Founder of the Washington, D.C.-based Joseph House for formerly homeless men living with HIV/AIDS, Hilfiker, gives his Stringfellow presentation, The Triumph of Hope Over Fear, at 6:30 p.m.
“A fear of the poor, of the alien, of the ‘other,’ runs through our nation. It separates us from our own selves as well as from others and leaves us at the mercy of powers we do not fully understand,” Hilfiker says. “Solidarity with the marginalized, on the other hand, is a profound invitation to the spiritual life. It offers us an upside-down view that begins gradually to make sense. It offers us hope.”
A family practitioner who practiced for seven years in a rural Minnesota clinic and 10 years at Community of Hope Health Services, an urban clinic in Washington, D.C., Hilfiker and his family lived for five years at Christ House, a 34-bed medical recovery shelter for homeless men that he helped to found. In 1990, he left Christ House to found Joseph House, where he, as medical and finance director, and his family lived with the home’s residents for three years.
No longer active in medical practice, Hilfiker works toward the creation of a just society through his writing and speaking. In December 2002, he spent three weeks in Iraq and has since written and lectured about the invasion of that country.
The author of Healing the Wounds (Pantheon, 1985) and Not All of Us Are Saints (Hill & Wang, 1994), Hilfiker’s latest book is Urban Justice: How Ghettos Happen (Seven Stories Press, 2002).
JED is a group of activists, organizers, farmers and artists working for social, ecological and economic justice on both local and global scales. Based since fall 2001 at the Clark Mountain Sanctuary in Greene, the group operates a small organic farm and lives in a way that ties political activism to sustainability and ecology. JED-supported projects and organizations during the last two years include Lots to Gardens of Downtown Lewiston, Maine Solidarity Delegation to Brazil 2003, the Many and One Coalition, the Lewiston Time Dollar Network and the Maine Fair Trade Campaign.

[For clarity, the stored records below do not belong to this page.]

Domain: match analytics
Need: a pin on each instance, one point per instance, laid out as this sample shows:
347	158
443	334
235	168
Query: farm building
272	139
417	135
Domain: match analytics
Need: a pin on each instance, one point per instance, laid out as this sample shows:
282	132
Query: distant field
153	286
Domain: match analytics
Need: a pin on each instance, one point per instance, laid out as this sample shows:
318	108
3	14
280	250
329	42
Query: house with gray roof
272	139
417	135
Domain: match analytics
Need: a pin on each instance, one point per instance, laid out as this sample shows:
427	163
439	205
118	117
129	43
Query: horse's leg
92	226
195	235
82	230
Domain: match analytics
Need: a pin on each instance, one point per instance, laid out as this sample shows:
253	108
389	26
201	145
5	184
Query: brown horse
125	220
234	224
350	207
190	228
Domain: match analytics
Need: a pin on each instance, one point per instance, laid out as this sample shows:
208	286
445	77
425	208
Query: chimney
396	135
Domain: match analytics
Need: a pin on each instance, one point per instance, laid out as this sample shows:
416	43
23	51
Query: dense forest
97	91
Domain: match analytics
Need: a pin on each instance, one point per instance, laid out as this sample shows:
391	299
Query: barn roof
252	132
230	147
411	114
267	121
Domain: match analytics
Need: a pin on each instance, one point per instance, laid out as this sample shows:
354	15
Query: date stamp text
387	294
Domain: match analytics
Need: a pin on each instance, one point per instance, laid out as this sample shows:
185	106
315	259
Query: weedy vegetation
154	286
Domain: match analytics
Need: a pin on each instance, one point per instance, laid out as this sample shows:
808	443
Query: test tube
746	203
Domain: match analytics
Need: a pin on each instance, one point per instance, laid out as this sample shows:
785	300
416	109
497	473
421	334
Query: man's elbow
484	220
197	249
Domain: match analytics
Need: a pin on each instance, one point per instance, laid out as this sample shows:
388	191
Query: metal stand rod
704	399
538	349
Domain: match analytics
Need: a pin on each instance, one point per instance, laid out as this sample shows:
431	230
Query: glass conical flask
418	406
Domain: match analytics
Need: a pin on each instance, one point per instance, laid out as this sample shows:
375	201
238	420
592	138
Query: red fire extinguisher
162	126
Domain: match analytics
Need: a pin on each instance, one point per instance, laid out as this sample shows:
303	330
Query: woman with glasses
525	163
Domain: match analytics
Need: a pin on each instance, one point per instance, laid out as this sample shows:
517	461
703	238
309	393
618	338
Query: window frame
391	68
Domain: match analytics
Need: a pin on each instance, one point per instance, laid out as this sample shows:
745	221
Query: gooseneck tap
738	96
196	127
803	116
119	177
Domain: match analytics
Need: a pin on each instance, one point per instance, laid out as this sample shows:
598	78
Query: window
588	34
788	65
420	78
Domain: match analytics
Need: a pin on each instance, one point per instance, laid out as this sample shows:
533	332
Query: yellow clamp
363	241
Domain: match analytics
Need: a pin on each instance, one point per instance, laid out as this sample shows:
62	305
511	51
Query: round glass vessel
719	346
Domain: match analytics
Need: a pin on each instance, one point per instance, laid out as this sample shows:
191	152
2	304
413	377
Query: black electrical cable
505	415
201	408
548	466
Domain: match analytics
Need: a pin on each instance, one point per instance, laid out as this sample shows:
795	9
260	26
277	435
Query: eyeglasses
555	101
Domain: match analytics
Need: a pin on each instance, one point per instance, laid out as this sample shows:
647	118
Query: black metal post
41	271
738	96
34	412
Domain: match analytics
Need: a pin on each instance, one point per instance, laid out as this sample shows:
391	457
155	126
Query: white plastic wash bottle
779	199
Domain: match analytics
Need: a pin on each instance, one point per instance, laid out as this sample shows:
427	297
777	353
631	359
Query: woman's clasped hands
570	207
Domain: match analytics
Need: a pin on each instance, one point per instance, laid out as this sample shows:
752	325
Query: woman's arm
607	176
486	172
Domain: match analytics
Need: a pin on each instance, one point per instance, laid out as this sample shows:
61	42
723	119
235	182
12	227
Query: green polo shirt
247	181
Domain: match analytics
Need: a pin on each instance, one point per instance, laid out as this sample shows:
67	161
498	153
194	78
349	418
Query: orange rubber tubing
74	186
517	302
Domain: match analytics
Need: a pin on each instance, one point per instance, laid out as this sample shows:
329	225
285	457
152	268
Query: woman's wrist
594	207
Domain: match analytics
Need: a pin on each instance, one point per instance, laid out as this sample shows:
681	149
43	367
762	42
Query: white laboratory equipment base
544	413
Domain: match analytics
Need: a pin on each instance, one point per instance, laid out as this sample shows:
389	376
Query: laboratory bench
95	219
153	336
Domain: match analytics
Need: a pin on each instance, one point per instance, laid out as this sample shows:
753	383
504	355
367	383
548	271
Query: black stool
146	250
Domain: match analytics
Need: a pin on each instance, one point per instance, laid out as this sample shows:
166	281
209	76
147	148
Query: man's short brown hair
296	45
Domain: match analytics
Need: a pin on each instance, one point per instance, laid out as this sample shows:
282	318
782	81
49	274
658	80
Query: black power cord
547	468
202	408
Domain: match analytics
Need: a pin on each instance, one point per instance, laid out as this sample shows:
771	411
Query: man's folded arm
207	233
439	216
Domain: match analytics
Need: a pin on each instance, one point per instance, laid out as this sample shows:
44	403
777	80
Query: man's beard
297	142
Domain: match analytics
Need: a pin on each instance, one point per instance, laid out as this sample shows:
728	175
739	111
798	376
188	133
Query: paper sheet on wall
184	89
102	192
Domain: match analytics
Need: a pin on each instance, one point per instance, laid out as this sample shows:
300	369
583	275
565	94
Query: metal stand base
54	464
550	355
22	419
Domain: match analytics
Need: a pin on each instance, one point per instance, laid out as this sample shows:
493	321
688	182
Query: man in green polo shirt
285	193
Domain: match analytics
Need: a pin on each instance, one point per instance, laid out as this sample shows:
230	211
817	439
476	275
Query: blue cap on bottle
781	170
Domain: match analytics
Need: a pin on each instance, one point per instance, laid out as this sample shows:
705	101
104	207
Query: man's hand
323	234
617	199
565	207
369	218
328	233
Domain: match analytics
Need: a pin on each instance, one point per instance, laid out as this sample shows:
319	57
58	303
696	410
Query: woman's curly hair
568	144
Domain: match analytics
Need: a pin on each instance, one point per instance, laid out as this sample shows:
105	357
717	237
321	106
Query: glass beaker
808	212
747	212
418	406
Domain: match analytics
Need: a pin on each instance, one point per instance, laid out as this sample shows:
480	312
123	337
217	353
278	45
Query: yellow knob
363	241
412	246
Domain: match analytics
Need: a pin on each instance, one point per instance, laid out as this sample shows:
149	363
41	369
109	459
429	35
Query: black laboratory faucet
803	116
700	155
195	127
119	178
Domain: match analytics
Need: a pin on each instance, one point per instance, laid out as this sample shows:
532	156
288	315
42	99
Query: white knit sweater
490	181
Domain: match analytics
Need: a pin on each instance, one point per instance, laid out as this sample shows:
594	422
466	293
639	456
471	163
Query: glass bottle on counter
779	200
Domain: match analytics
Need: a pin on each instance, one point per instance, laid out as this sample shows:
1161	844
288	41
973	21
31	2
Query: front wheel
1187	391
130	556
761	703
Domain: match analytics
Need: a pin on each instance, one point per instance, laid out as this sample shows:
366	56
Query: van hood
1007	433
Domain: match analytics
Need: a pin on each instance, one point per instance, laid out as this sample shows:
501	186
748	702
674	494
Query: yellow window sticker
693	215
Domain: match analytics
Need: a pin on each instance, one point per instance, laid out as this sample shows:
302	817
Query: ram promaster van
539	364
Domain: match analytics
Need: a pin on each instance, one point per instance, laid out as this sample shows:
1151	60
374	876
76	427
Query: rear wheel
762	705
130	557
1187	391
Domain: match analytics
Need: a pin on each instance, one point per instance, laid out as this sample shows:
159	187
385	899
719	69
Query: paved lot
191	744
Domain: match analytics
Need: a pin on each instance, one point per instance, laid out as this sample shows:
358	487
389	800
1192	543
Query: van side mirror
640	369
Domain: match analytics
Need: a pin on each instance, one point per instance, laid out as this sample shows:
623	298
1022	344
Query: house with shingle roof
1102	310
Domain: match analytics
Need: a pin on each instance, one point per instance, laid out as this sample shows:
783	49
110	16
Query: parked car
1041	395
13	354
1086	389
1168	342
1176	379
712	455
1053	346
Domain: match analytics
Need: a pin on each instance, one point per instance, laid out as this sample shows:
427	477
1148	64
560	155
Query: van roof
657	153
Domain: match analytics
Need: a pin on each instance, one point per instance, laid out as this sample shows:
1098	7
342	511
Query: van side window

Before transferring to Bates College as a sophomore, Gregory Rosenthal spent one year at the California Institute of Art studying music composition and uncovering connections between Taoism and music, sound and listening. At Bates, Rosenthal has continued this exploration with Visiting Assistant Professor of Music Gina Fatone. He will travel to China in fall 2004 to continue this study.
Since arriving at Bates, Rosenthal has learned to practice Buddhist meditation and to renew Judaism in his life. Bates has also introduced Rosenthal to community service, social justice and political activism. In early March, he designated a tree on the historic quadrangle as “The Tree of Peace” and asked members of the Bates community to leave religious objects or other symbols at its base in remembrance of those who have died in the war in Iraq. A member of the New World Coalition and the Environmental Coalition, Rosenthal performs with the Bates gamelan ensemble, an Indonesian instrumental group, and Northfield, a shape-note singing group.
Given by the Office of the Chaplain at Bates, the William Stringfellow Awards annually recognize the achievement of a Maine citizen and of a Bates College student who have dedicated their lives and work to the promotion of peace and justice.
Like Stringfellow himself, award winners are distinguished by their courageous and sustained commitment to redressing the root causes of violence and social injustice and to engaging and opposing “the powers and principalities of this world,” as Stringfellow described them.